A tallow candle was propped in a wooden holder, and Andrew lit the wick with one of the tall matches that lay scattered beside it. On the table there were a few papers, an inkwell, and a quill pen.
“What is this?” Clare said.
“It appears to be a place your uncle comes to work. A secret office.”
She fumbled through the papers and they seemed insignificant—some notes, a letter that had barely been started. “This can’t be it.”
“It appears so. Maybe he realized the key was missing.”
“But it must have been a spare,” said Clare. It looked like it hadn’t been moved for years. “There must be something else.”
“All right then.” Andrew took down the oil lanterns and handed one to her. “Let’s look for a hidden chamber. But we must hurry. Every minute we remain will draw the curiosity of our friend outside. He may have already sent for your uncle.”
Clare hovered the lamp close to the floor, searching for any clues in the patterns of the dust, her fingers probing to discover some sort of loose stone. Andrew ran his palms along the walls, seeking out anything that appeared odd.
Yet after scrambling for several minutes, they came up empty, their hands blackened as their tension was rising. Disappointment flooded through Clare. She never should have let herself hope that they would find something. She pulled out the chair and sank into it, watching Andrew as he continued to probe and poke.
“It’s no use.” She let out a heavy sigh. “I’m not sure what I expected we would find.”
Andrew’s face was chalked with dust and grime. She could tell he was desperate to give her some sort of victory, and he looked at her with eyes of apology. Then his countenance shifted abruptly. “Stand up.”
“I’m finished,” Clare said. “I can’t do this anymore.”
“No. Off the chair.”
Confused, she got up and he swept the chair from her and set it against the wall. He stepped on it, pausing as the wobbly legs of the chair caused him to stumble. Bracing his hand against the wall, he raised the amber glowing lamp above him, as the wick danced shadows in his glasses.
“There’s a ledge here,” he said. “And it appears to go all around. It’s difficult to see.” With his tall frame bent slightly to keep from hitting his head on the ceiling, he slid his hand around as far as he could reach, and then moved the chair
and continued the process.
After repeating this a few times, he suddenly froze and looked down at Clare with joy in his eyes. “I’ve got something.”
Stepping down carefully from the wobbly chair, he had a small wooden chest in his free hand. He set it on the table and slid the candle close to it while Clare hovered over it, now holding both lamps.
The chest was of modest proportions, with a pale wood frame with cracked corners and leather straps fastened with a tarnished buckle.
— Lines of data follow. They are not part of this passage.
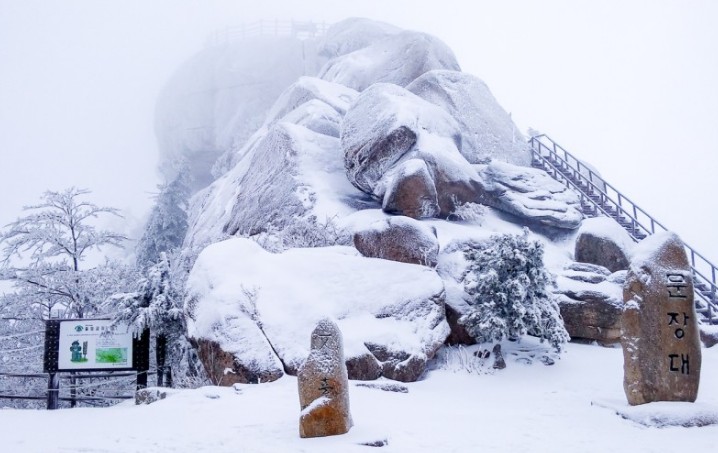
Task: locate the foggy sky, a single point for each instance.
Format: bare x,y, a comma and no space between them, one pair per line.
629,86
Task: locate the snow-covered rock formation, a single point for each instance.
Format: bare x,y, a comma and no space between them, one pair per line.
487,131
218,98
398,58
321,163
261,307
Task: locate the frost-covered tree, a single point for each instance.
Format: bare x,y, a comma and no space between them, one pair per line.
167,223
42,253
157,305
507,287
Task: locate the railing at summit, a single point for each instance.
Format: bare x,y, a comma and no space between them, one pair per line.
598,197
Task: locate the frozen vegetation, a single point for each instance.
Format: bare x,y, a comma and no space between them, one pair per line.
360,177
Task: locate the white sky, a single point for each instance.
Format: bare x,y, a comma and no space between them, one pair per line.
629,86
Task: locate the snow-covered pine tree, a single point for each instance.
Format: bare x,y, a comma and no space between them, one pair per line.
507,287
157,305
167,223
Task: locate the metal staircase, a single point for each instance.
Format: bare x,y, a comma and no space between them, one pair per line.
599,198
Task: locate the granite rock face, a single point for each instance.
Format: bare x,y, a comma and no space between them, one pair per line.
324,385
604,242
660,336
399,239
590,303
397,58
487,130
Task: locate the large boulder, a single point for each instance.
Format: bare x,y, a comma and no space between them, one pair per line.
213,103
602,241
389,312
288,173
398,58
660,336
306,89
385,130
400,239
590,303
353,34
411,191
487,131
531,194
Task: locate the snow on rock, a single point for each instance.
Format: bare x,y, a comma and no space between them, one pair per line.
288,174
305,89
590,304
487,130
316,116
218,99
384,130
530,194
393,310
602,241
353,34
400,239
398,58
222,323
410,190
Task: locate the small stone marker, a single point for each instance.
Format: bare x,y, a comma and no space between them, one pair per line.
324,385
660,337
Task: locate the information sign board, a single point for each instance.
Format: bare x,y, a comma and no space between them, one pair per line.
92,345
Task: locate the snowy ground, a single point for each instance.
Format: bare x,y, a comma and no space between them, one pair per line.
523,408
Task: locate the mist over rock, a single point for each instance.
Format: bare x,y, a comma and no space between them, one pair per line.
398,59
338,97
217,99
353,34
487,131
394,311
400,239
591,303
387,126
531,194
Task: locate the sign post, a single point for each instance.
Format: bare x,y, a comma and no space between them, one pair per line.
73,345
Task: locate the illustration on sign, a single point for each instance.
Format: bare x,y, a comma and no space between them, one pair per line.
90,344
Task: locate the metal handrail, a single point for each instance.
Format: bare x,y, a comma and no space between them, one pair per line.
585,176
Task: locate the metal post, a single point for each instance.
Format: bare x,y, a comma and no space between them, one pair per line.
142,380
73,390
53,391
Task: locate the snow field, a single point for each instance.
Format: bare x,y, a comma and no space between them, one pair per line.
523,408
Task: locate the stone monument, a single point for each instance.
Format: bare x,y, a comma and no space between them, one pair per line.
659,335
324,385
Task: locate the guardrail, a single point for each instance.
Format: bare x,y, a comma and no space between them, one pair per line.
609,201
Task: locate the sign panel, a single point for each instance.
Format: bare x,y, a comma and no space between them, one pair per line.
94,344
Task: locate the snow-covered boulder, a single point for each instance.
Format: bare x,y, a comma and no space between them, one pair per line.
591,302
219,98
411,191
288,174
398,59
602,241
488,132
305,89
530,194
393,311
353,34
400,239
384,130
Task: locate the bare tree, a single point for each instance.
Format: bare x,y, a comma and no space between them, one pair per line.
42,252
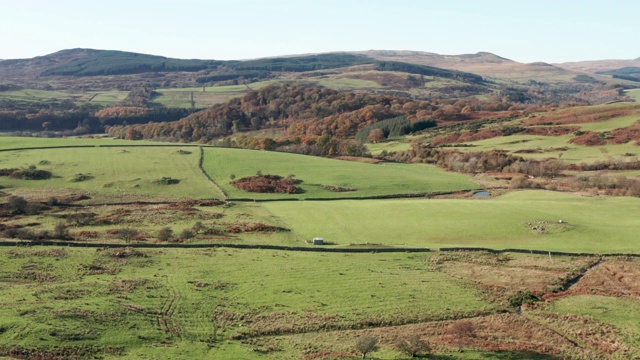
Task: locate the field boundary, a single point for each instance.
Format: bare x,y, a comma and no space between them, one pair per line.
207,246
305,249
372,197
200,161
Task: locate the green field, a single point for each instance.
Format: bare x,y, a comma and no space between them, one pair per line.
389,146
181,97
550,146
117,171
13,142
596,225
623,314
33,95
314,172
634,94
161,305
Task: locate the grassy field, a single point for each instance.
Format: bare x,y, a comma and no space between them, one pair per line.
13,142
550,146
315,172
165,304
115,171
35,96
389,146
591,224
345,84
635,94
623,314
181,97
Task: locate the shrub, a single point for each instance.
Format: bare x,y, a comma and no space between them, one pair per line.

A lock with a slender keyhole kept its contents sealed from them.
Before Clare could ask about a key, Andrew put his coaled hands in his pocket and pulled out some slender tools. “I haven’t yet taught you all of the tricks of a journalist.”
He slipped a pick and small angled rod through the aperture of the lock, and in a few moments it clicked. He paused to make sure she was ready and then expectantly lifted the lid.
To Clare’s disappointment, it was a cracked leather book.
Andrew pulled it out and the words Irish Society were imprinted on the cover. He untied the leather string that bound it, and as he lifted the cover, she could see lines and handwritten numbers on the pages within.
“What is it?” she asked.
“It’s a ledger. Financial records. Labeled as the Irish Society. It dates back from almost four years ago.” He thumbed the pages with interest.
“What else is in there?” Clare said with impatience.
Andrew reached in, pulled out a stack of envelopes, handed them to her, and returned to his close examination of the book.
Clare gathered the envelopes, and as she began to arrange them, her breathing stopped. Her mouth opened with dread as she recognized the handwriting and the address they were being sent. “Oh no. Oh no, no, no.”
“What is it, Clare?”
She tore open the envelopes one at a time and withdrew the letters she had so meticulously and lovingly penned for her family back home.
“Clare?”
“These are . . . my letters. They are all here. They were never sent.”